図6.7 MPEGセクタバッファからの読み込み

 (2)セクタデータの書き出し(CDC_MpWriteSct)
 書き出し元のバッファ区画番号を指定して、バッファ区画からMPEGセクタバッファの任意のMPEGセクタ位置にセクタデータを書き出す。

図6.8 MPEGセクタバッファへの書き出し

6.4 MPEGコマンドに対するREJECTとWAIT

 (1)動作モードによるREJECT
 MPEG動作モード、画像データの出力先によってMPEGコマンドがREJECTになる条件を表6.1に示す。

表6.1 MPEGコマンドがREJECTになる条件
関数名MPEG動作モード画像データの出力先
CDC_MpGetImg-VDP2出力
CDC_MpReadImg,CDC_MpWriteImg静止画再生モード以外-
CDC_MpReadSct,CDC_MpWriteSctMPEGセクタバッファモード以外-

 (2)LONG WAITとSHORT WAIT
 MPEGコマンドに対するWAITには、LONG WAITとSHORT WAITがある。
 LONG WAITは、現在のMPEG動作モードやMPEGステータスでは実行できないコマンドを発行したときに発生する。
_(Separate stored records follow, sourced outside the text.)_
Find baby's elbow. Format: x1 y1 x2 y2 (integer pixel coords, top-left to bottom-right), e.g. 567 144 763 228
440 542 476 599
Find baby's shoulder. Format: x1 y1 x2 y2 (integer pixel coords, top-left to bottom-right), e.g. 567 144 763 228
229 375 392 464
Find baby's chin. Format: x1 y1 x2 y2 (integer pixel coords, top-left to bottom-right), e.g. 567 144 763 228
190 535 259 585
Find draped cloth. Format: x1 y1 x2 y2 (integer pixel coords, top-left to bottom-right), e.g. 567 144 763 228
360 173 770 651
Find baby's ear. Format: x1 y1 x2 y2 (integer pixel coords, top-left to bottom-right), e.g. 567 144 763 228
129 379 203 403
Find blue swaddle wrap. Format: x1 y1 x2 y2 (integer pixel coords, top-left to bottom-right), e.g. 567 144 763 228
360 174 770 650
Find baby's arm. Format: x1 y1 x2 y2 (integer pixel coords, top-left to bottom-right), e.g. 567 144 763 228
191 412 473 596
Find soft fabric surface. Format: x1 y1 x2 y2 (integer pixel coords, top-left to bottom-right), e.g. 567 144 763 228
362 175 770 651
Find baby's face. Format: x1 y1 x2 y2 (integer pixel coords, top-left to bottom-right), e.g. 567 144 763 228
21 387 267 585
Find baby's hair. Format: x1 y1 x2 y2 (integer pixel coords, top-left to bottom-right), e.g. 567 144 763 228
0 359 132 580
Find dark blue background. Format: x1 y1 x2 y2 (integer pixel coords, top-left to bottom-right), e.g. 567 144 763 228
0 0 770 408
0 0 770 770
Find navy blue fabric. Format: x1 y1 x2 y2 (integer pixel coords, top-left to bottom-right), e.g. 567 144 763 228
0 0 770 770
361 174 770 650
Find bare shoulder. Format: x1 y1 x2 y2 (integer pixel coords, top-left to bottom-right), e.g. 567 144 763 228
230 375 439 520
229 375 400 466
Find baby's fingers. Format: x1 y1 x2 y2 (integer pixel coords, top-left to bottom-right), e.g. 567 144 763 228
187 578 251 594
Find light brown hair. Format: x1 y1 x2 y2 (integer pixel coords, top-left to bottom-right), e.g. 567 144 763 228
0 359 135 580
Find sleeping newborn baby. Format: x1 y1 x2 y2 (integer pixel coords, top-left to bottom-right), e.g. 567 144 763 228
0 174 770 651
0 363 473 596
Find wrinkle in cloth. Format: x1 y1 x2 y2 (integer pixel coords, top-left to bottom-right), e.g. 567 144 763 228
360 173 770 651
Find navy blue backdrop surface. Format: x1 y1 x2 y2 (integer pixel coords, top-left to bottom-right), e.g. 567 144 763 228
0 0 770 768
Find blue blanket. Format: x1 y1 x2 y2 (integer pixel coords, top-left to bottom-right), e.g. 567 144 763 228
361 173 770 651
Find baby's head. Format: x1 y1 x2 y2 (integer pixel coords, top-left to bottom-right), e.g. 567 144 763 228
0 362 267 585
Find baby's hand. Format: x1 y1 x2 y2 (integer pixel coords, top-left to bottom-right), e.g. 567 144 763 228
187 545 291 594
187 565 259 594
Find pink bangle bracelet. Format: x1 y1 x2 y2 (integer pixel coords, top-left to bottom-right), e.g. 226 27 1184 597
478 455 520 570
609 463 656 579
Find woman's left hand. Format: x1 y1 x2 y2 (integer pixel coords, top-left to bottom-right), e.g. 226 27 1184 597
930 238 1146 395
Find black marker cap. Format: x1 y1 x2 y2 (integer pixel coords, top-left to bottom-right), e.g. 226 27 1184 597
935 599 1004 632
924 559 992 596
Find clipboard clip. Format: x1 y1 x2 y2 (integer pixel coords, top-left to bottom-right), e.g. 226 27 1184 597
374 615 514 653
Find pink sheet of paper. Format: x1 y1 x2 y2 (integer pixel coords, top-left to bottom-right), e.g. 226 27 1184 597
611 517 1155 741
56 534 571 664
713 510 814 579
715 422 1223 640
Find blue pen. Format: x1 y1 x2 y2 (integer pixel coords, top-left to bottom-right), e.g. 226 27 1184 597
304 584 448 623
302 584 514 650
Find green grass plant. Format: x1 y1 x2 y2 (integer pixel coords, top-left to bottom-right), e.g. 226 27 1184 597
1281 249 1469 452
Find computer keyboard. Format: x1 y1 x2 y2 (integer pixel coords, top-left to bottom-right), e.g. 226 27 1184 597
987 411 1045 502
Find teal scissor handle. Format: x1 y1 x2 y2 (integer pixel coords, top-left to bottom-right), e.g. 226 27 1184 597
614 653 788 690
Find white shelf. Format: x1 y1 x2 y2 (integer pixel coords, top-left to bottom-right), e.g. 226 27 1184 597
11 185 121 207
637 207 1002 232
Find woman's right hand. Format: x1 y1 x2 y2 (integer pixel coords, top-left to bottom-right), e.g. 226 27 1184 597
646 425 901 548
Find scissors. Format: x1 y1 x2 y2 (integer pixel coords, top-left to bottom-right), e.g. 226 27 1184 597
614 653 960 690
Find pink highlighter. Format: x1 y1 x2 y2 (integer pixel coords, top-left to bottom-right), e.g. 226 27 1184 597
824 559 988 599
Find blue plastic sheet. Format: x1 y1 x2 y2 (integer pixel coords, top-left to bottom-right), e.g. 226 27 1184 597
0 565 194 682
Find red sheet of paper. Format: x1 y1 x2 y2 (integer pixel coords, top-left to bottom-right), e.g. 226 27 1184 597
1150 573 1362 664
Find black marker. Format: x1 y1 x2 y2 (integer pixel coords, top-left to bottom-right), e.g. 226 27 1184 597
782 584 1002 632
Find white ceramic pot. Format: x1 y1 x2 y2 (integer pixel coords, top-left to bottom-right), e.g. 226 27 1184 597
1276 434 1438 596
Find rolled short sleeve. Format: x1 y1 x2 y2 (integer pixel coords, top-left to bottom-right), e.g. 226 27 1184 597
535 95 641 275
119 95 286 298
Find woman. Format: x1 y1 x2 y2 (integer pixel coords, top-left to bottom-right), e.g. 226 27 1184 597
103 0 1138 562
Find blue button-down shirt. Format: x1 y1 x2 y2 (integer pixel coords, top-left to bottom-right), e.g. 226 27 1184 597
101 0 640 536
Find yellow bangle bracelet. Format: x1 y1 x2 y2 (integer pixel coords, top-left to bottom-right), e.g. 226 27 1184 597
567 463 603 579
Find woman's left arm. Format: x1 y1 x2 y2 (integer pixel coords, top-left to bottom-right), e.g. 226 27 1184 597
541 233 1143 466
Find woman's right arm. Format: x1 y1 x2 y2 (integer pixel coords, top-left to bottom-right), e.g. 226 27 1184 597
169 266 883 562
ホストは、これらの状態が変化してからリトライ(再実行)してください。
 SHORT WAITは、CDブロックの内部状態が変化しているときに特定のコマンドを発行すると発生する。ホストは、50μsec以上の間隔をあけて数回リトライしてください。

表6.2 LONG WAITが発生する要因

CDC_MpSetDec
ビデオの動作状態が復活処理の時にポーズ、フリーズを設定した。

CDC_MpOutDsync
デコードタイミングがVSYNC同期になっている。

CDC_MpSetCon
既に接続先バッファ区画を設定しているのに重ねて設定した。
ビデオ又はオーディオの動作状態が再生、切り替え、復活処理の時に、現在の接続先を取り消した。
ビデオ又はオーディオの動作状態が切り替えの時に、次の接続先を取り消した。

CDC_MpChgCon
次の接続先バッファ区画が登録されていない時に切り替えを実行した。動作状態が再生でない。

CDC_MpSetStm
ビデオ又はオーディオの動作状態が切り替え状態です。

CDC_MpGetImg
MPEG/Videoステータスの出力準備完了フラグが0です。

表6.3 SHORT WAITが発生しうる関数

 WAITが発生した場合、まずLONG WAITの要因を取り除き、それでもWAITが解消しない場合はSHORT WAITに対するリトライを行うこと。